The little smile returned as she saw, reflected in the mirror, the door to the bathroom open and a man come into the room, rubbing a towel over his naked body. She watched him come toward her and felt his presence immediately behind her. Viktor Lysenko's eyes were on a level with Galina's, his slim body only slightly heavier than hers. There was an incredible similarity between them, their hair and eyes the same color, their features so alike it might be they were brother and sister. Twins, perhaps. Both had high foreheads, full arched eyebrows, large, brown eyes, small noses, expressive mouths with full, sensuous lips, strong chins, and long, slender necks. For a minute they continued to look at each other in the mirror, then Galina turned and put her arms around Viktor, and they pulled each other tightly together. They kissed. A long, passionate kiss.
Abruptly she pulled away. She spoke in Russian. “Twice I fired at him, but the other one, Karsalov, threw a bottle. I . . .” She stared into Viktor's eyes. “I am not positive Akimov is dead.”
He put a finger on her lips. “You told me all this. You saw blood on his neck, you saw him fall.” He shook his head slowly. “You don't miss.”
Her expression did not change. “I always know when the hit is . . . right. This time, I do not know.”

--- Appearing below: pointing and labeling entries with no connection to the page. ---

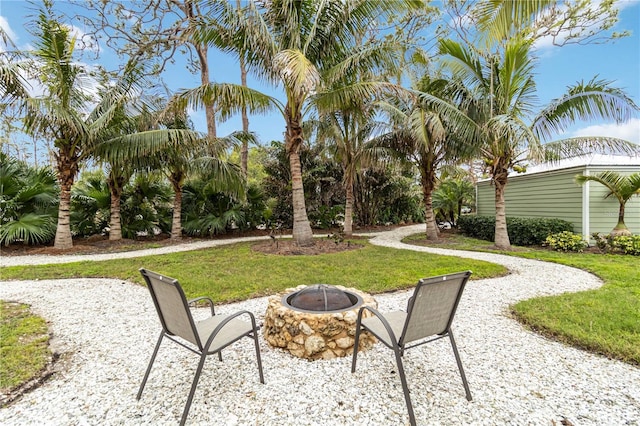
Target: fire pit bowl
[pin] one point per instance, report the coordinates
(317, 322)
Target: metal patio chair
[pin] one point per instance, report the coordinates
(203, 338)
(429, 315)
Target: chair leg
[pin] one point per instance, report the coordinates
(355, 348)
(464, 378)
(153, 358)
(405, 388)
(192, 392)
(255, 340)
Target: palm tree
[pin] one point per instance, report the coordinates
(429, 138)
(620, 187)
(307, 46)
(501, 90)
(60, 113)
(28, 196)
(350, 132)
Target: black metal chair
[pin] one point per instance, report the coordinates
(429, 315)
(203, 338)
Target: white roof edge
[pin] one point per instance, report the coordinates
(584, 160)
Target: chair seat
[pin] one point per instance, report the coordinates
(395, 319)
(232, 331)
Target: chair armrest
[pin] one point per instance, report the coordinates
(382, 319)
(226, 321)
(197, 299)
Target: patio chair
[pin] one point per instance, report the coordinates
(203, 338)
(429, 315)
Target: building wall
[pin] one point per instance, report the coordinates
(549, 195)
(604, 212)
(555, 194)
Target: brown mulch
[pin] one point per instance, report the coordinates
(288, 247)
(99, 244)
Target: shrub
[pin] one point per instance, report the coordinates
(566, 241)
(522, 231)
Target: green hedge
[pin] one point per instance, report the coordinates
(523, 231)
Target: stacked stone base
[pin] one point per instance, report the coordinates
(315, 335)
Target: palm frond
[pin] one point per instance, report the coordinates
(594, 100)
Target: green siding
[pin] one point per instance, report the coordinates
(554, 194)
(604, 212)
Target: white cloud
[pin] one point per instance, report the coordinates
(629, 131)
(84, 41)
(8, 31)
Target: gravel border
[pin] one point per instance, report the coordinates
(106, 330)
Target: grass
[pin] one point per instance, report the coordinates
(604, 321)
(236, 272)
(24, 350)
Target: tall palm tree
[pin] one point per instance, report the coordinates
(308, 46)
(350, 133)
(63, 112)
(501, 88)
(620, 187)
(429, 138)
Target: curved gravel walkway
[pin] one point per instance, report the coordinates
(106, 330)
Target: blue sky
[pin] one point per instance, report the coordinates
(558, 67)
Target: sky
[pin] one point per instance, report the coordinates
(557, 68)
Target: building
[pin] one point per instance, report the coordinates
(550, 191)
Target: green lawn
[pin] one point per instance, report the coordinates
(24, 349)
(235, 272)
(605, 321)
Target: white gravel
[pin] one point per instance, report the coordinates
(106, 330)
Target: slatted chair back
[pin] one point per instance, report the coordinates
(172, 307)
(432, 307)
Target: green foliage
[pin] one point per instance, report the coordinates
(566, 241)
(618, 244)
(387, 196)
(449, 198)
(28, 202)
(90, 205)
(146, 206)
(523, 231)
(24, 349)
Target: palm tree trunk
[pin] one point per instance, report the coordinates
(302, 234)
(67, 170)
(621, 228)
(244, 152)
(428, 180)
(501, 234)
(348, 209)
(115, 226)
(176, 221)
(209, 109)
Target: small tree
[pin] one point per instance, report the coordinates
(621, 187)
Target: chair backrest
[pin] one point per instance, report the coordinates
(433, 305)
(172, 306)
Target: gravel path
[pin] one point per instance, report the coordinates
(107, 328)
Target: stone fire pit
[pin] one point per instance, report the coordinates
(323, 332)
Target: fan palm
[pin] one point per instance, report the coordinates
(308, 46)
(620, 187)
(502, 92)
(27, 202)
(60, 113)
(429, 138)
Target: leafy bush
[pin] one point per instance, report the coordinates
(522, 231)
(619, 244)
(566, 241)
(28, 202)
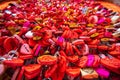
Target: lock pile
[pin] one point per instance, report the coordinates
(59, 40)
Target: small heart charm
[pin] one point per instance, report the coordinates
(29, 34)
(25, 49)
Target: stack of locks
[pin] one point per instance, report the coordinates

“Tomorrow, Galina. Tomorrow we will know.”
T
here was something about hospitals that held a strange fascination for Mike Carson, and the North Shore University Hospital was no exception. Perhaps it was an elusive childhood memory of a time when he fantasized that he might someday become a doctor. He looked at his watch and saw that it was merely four minutes since he had last looked at it. Two after midnight. It had become Saturday.

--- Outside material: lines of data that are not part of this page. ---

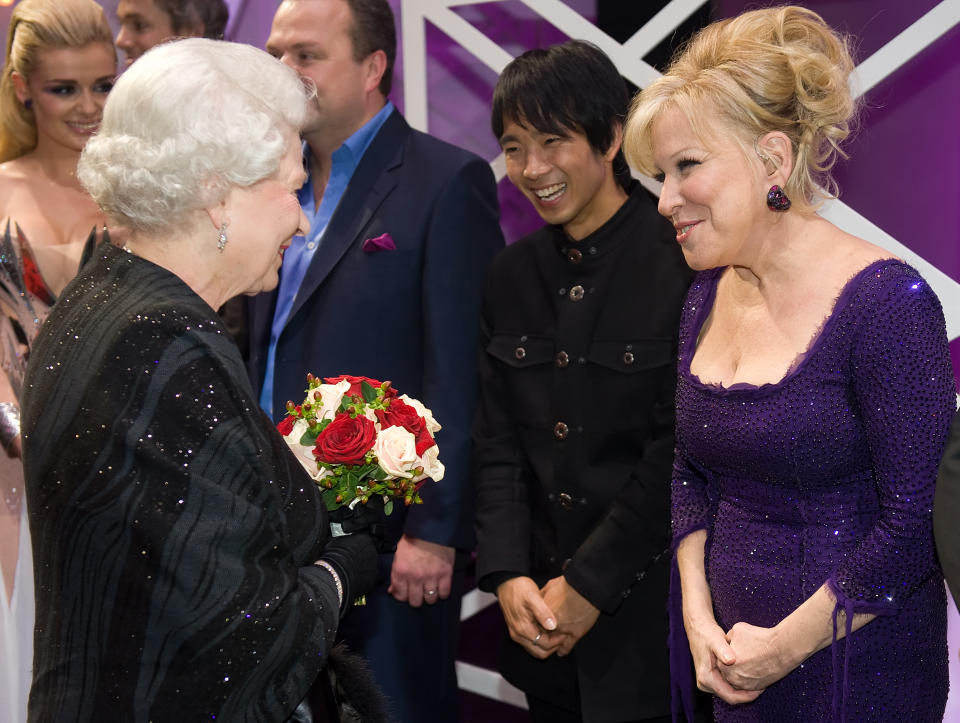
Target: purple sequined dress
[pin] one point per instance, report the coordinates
(827, 476)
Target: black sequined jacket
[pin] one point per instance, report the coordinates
(173, 532)
(574, 446)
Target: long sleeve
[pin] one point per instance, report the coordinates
(462, 237)
(503, 513)
(946, 511)
(904, 390)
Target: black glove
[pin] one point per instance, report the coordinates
(369, 518)
(354, 557)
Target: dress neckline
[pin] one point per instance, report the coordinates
(817, 340)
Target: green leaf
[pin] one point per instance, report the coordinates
(309, 438)
(329, 498)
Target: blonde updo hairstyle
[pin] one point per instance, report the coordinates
(777, 69)
(36, 25)
(187, 122)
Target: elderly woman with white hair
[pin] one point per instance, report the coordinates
(183, 564)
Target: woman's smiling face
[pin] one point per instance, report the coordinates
(68, 89)
(713, 196)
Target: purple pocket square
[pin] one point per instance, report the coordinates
(379, 243)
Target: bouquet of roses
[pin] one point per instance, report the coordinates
(359, 438)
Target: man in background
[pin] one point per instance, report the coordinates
(145, 23)
(386, 285)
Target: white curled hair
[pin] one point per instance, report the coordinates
(184, 124)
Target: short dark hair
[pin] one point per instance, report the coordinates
(183, 13)
(572, 86)
(373, 29)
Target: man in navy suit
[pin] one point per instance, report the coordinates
(386, 285)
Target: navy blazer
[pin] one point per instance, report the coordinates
(408, 315)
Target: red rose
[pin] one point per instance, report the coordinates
(400, 414)
(345, 440)
(286, 425)
(355, 383)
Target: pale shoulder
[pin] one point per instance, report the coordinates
(15, 181)
(849, 255)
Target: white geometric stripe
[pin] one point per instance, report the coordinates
(629, 59)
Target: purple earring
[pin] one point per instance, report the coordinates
(777, 200)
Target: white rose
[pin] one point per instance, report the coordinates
(396, 449)
(432, 466)
(433, 426)
(303, 454)
(329, 397)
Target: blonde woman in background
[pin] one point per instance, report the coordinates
(59, 66)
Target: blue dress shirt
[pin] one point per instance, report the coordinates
(296, 259)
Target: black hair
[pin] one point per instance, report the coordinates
(183, 13)
(373, 29)
(572, 86)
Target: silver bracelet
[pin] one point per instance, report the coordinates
(9, 423)
(336, 578)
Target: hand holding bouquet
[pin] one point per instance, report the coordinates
(358, 438)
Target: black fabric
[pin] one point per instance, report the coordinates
(174, 533)
(354, 558)
(574, 446)
(946, 511)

“It's taking too long,” Mike said.
“It's a good sign,” Patsy Abromowitz replied. She was sitting on a hard plastic chair that she was certain had been contoured for a hunchback, but all the chairs in the stuffy waiting room were that way, so she curled her legs under her unsatisfactorily. “If they had come right out, they would have said he was dead. It would have been all over.”
Mike grunted his agreement and went to the doors, a pair of swinging doors with large windows in them. He stood motionless, staring down the length of the long corridor, at the green and yellow signs above the doors and at the red exit sign a hundred feet away.
“You said you hardly knew him, that you were a kid when you last saw him,” Patsy said, watching him carefully. “You care what happens to him, don't you?”
“I want him to live, of course.” He looked at his watch again, turned and went over to where Patsy was sitting. “I tried to rush him along but he insisted there were two things he wanted to tell me. I was trying to get away, but I said go ahead. But then I began to hear things about my mother and about a Fabergé egg my father once owned. And something about my father . . .” His voice trailed off. “He was going to tell me about my parents and suddenly I wanted to hear more. Then this woman came into the room. She was wearing one of our uniforms. I'd never seen her before, but I'd know her in a second if I saw her again.”
He stared at Patsy. “She shot Akimov. What the hell was that all about?”